I know of quite a lot of religious discrimination in Dearborn's history, but it was not against Christians. It was unfortunately common (especially in the 1950s) for cities to limit where Jews could rent or buy homes. Dearborn continued this practice until the late 1970s, and in some neighborhoods into the 1980s. Again, discrimination a generation ago says little about current conditions.

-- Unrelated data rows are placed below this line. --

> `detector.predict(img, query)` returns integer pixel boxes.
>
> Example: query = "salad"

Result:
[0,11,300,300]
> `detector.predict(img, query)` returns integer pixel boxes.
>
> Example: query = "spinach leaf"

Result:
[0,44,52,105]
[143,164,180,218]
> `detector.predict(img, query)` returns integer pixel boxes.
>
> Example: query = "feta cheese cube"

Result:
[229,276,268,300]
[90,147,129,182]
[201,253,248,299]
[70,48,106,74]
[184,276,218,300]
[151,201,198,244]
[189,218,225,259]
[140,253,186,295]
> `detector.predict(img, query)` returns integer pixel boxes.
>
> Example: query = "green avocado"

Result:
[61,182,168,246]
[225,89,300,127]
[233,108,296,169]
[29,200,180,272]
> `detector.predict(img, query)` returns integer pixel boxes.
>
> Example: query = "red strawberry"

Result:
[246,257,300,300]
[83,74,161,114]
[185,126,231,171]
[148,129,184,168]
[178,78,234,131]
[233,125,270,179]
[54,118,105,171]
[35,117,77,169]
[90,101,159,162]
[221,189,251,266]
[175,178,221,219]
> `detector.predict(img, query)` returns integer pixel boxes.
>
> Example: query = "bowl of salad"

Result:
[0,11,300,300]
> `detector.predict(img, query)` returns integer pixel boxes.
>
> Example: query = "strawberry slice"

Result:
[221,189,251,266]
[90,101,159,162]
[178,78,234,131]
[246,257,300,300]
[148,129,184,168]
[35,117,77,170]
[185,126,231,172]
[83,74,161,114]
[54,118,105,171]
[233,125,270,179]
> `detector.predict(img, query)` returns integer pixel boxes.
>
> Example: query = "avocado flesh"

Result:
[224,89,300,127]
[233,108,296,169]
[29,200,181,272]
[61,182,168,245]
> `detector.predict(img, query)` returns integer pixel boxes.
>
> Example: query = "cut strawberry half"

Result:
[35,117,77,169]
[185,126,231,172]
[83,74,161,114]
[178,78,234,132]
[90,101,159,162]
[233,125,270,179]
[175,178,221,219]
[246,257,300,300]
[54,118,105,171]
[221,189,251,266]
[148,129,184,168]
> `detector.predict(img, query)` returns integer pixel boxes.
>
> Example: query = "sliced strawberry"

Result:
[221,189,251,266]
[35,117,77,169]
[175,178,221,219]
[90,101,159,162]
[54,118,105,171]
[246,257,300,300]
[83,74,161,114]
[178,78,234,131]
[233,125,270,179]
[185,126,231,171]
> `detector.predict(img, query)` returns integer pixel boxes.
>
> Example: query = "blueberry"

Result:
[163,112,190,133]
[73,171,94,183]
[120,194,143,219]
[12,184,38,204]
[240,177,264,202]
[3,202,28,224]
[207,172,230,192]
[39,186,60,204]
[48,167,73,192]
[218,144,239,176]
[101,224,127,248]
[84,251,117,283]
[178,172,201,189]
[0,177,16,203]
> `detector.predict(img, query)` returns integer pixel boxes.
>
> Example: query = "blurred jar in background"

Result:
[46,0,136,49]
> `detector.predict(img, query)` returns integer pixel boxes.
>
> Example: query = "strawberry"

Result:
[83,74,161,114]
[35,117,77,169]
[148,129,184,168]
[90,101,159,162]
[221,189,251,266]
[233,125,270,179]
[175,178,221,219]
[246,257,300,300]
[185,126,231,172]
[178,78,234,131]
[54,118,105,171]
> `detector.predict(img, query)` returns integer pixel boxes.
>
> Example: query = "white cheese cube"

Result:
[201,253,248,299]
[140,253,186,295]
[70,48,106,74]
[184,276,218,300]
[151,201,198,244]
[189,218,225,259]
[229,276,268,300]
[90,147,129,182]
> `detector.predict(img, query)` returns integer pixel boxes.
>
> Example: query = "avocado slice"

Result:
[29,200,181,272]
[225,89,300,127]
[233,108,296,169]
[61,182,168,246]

There was an incident in Dearborn in 2012 that some Christians found troubling. It happened at a huge street fair called ArabFest. There were police directing traffic and standing around in case of trouble, like you have at big events like that. A group of evangelical Christians showed up with gospel tracts and a pig's head on a stick. They screamed about how the Muslims were going to burn in hell, and waved the pig's head in their faces while explaining to the police they needed to keep those people at bay, and had to use the pig because those people were terrified of pigs. There was a lot of shoving and yelling, including "Allah Ahkbar." There was a lawsuit (later dismissed) that the police were suppressing the Christians' first amendment rights by throwing them out. I don't understand the details of the settlement that had ArabFest paying out so much money to the evangelical Christian group that they had to cancel the next year's festival.

Date: 2015-01-23 01:30 pm (UTC)
From: [identity profile] mrissa.livejournal.com
Wow. I don't understand either, but that sounds awful.

Date: 2015-01-23 04:23 am (UTC)
From: [identity profile] timprov.livejournal.com
Hey, we've gotten a lot of mileage from having Perkins in our metro. Sure we don't eat there much any more, but I'm not ready to get rid of them.

Date: 2015-01-23 01:31 pm (UTC)
From: [identity profile] mrissa.livejournal.com
I don't think this guy sells peach muffins.

Date: 2015-01-23 05:01 am (UTC)
redbird: closeup of me drinking tea, in a friend's kitchen (Default)
From: [personal profile] redbird
If Perkins announced that 2+2=4, I would check it closely.

Date: 2015-01-23 05:48 am (UTC)
From: [identity profile] sprrwhwk.livejournal.com
"Going out and looking" is not a... particularly central value of the authoritarian worldview. It might be the exact opposite of a central value, in fact, whatever that is.